Markt Einersheim - Schwanberg - Wiesenbronn

Quelle: DAV Sektion Altdorf, Autor: Helmuth Gatti

Die Ruine Speckfeld - ein beliebter Platz für eine Rast
Ruine Speckfeld
Schlosspark am Schwanberg
Schlosspark am Schwanberg
Mausoleum
Keltenwall
Schloss Schwanberg
Wengertshäusle bei Markt Einersheim
Rathaus Wiesenbronn
Rödelseer Aussichtsturm
Ausschnitt vom Nürnberger Tor
Würzburger Tor
St. Michaelskirche
Friedwald
Iphöfer Tor
Ruine Speckfeld
Wandern auf dem Schwanberg

Die Tour

Eine landschaftlich reizvolle Wanderung führt von Markt Einersheim zunächst hinaus zu den Weinbergen am Sonnenberg, dann weiter zum Schlossberg mit der Ruine Speckfeld und auf dem Keltenweg bergan zum Schwanberg. Abschließend nach Wiesenbronn, der Rotweininsel im Steigerwald.

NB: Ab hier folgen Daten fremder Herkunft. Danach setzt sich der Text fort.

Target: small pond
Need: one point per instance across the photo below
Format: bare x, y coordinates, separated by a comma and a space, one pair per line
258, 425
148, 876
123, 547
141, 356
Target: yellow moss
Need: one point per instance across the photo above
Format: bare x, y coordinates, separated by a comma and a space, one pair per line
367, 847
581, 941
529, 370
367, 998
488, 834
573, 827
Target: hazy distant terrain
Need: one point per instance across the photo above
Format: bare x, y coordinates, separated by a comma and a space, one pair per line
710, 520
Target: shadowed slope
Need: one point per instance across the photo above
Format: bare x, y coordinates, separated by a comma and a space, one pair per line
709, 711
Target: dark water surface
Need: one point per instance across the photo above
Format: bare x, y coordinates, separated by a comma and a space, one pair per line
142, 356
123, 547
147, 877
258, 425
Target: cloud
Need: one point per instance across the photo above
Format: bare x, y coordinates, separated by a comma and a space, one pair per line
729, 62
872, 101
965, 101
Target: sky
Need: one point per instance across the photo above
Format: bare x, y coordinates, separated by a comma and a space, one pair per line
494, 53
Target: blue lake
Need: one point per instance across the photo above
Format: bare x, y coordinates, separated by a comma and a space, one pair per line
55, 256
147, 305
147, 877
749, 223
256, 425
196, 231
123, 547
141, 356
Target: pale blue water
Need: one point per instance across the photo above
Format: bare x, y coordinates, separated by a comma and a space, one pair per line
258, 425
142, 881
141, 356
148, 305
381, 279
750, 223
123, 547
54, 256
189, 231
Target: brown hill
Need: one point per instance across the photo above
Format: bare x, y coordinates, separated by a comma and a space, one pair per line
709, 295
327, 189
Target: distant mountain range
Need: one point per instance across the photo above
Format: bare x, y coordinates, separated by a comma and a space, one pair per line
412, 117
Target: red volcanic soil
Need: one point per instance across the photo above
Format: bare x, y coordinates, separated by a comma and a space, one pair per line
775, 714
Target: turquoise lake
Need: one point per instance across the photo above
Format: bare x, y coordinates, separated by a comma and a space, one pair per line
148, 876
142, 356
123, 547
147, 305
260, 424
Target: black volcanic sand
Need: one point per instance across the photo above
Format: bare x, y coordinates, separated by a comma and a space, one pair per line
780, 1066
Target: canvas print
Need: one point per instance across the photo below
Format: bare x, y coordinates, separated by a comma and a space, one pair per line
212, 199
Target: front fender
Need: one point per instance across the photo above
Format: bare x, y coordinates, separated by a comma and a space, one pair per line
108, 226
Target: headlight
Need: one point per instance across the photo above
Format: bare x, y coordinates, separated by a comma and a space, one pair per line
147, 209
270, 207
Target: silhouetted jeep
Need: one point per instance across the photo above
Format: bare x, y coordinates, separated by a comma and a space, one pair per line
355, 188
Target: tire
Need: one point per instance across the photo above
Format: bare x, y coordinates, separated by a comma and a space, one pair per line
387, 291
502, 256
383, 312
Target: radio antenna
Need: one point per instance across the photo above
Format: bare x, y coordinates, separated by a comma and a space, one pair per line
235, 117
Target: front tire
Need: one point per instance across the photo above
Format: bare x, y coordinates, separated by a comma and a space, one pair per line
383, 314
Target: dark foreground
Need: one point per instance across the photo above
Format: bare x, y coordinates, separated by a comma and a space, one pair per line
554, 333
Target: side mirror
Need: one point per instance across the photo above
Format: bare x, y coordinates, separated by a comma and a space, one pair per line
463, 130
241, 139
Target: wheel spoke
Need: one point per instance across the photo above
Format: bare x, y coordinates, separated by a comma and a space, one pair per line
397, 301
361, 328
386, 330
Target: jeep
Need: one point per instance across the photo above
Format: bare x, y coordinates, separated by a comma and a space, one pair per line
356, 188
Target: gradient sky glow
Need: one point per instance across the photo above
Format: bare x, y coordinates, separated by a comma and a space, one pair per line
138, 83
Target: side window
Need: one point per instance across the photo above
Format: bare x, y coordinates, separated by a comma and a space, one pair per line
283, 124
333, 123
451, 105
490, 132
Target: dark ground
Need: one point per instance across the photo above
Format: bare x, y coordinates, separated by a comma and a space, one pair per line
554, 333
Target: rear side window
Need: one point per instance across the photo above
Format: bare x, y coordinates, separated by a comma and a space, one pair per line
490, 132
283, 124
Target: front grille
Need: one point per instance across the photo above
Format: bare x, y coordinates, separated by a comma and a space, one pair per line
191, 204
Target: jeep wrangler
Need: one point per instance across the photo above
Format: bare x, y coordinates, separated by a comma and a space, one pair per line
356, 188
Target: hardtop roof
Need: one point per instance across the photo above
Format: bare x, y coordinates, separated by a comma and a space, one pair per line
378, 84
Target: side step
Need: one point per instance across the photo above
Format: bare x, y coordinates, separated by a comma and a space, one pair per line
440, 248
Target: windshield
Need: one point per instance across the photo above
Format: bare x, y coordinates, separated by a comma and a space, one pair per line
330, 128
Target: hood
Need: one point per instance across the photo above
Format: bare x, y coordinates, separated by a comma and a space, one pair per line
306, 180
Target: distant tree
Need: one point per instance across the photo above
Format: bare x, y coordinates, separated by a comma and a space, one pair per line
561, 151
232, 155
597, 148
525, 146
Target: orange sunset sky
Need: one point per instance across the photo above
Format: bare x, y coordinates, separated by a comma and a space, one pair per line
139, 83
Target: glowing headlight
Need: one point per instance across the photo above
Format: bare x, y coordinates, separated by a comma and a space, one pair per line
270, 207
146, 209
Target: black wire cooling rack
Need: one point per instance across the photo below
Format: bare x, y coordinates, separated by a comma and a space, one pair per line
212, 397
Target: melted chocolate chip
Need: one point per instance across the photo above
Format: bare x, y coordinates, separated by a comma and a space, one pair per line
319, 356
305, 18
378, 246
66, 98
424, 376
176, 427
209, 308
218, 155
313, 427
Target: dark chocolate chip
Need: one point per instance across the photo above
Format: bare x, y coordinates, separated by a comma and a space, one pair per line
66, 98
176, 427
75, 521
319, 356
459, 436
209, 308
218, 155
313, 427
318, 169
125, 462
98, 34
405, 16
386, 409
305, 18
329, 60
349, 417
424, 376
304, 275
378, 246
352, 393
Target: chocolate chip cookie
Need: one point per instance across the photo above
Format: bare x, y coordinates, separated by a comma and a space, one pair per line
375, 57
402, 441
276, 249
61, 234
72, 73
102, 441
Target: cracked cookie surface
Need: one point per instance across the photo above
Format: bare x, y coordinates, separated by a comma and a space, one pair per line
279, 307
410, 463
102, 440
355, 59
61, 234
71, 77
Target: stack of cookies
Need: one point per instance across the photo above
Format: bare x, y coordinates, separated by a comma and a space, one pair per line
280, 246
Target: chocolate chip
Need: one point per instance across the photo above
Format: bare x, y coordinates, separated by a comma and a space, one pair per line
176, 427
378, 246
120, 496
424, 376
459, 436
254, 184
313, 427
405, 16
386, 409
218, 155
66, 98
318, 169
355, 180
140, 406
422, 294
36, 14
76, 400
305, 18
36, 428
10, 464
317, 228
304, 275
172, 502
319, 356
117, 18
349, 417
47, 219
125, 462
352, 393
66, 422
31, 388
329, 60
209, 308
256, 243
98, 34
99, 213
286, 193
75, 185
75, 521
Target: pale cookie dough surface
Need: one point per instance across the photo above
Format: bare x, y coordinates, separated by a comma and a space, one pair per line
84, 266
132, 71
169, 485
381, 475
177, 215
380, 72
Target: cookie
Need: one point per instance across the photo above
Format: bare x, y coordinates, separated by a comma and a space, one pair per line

Markt Einersheim: Im 9. Jhdt. erstmals als Einheresheim erwähnt. In 1148 taucht ein Helwic de Enrsheim als Adeliger als der Erbauer der Burg Speckfeld auf. Später kam Einersheim in den Besitz der Grafen zu Castell, welcher dann 1445 von den  Schenken von Limpurg wiederum erworben wurde. Der Ort wurde 1542 zum Marktflecken. Im Dreißigjährigen Krieg wurde die Burg Speckfeld geplündert und zerstört.

In 1972 wurde der Gemeindename Einersheim amtlich in Markt Einersheim geändert. Die Gemeinde gehört  heute in der Verwaltung zu Iphofen. Mit der Ansiedlung von zunächst 3 Großbetrieben vollzog sich ein wirtschaftlicher Wandel. Die Landwirtschaft trat immer mehr in den Hintergrund. Das Werk der Knauf-Gruppe entstand. Zahlreiche weitere Unternehmen siedelten sich an. Der Weinbau am Schlossberg spielt aber weiterhin eine Rolle.

Schwanberg

Der Schwanberg ist die markanteste Erhebung (474 m) im Steigerwald. Bekannt ist der Berg vor allem durch seine exponierte Lage, das weithin sichtbare Schloss mit der dazugehörigen Parkanlage, die evangelische Schwesterngemeinschaft Communität Casteller Ring mit ihrer Ordenskirche St. Michael und ihrem Ordenshaus, sowie das damit verbundene Geistliche Zentrum Schwanberg.

Die unteren Hänge des Schwanberg sind vollständig von Weinbergen überzogen; am Fuß des Schwanbergs befinden sich die bekannten fränkischen Weinbauorte Castell, Großlangheim, Iphofen, Markt Einersheim, Rödelsee und Wiesenbronn.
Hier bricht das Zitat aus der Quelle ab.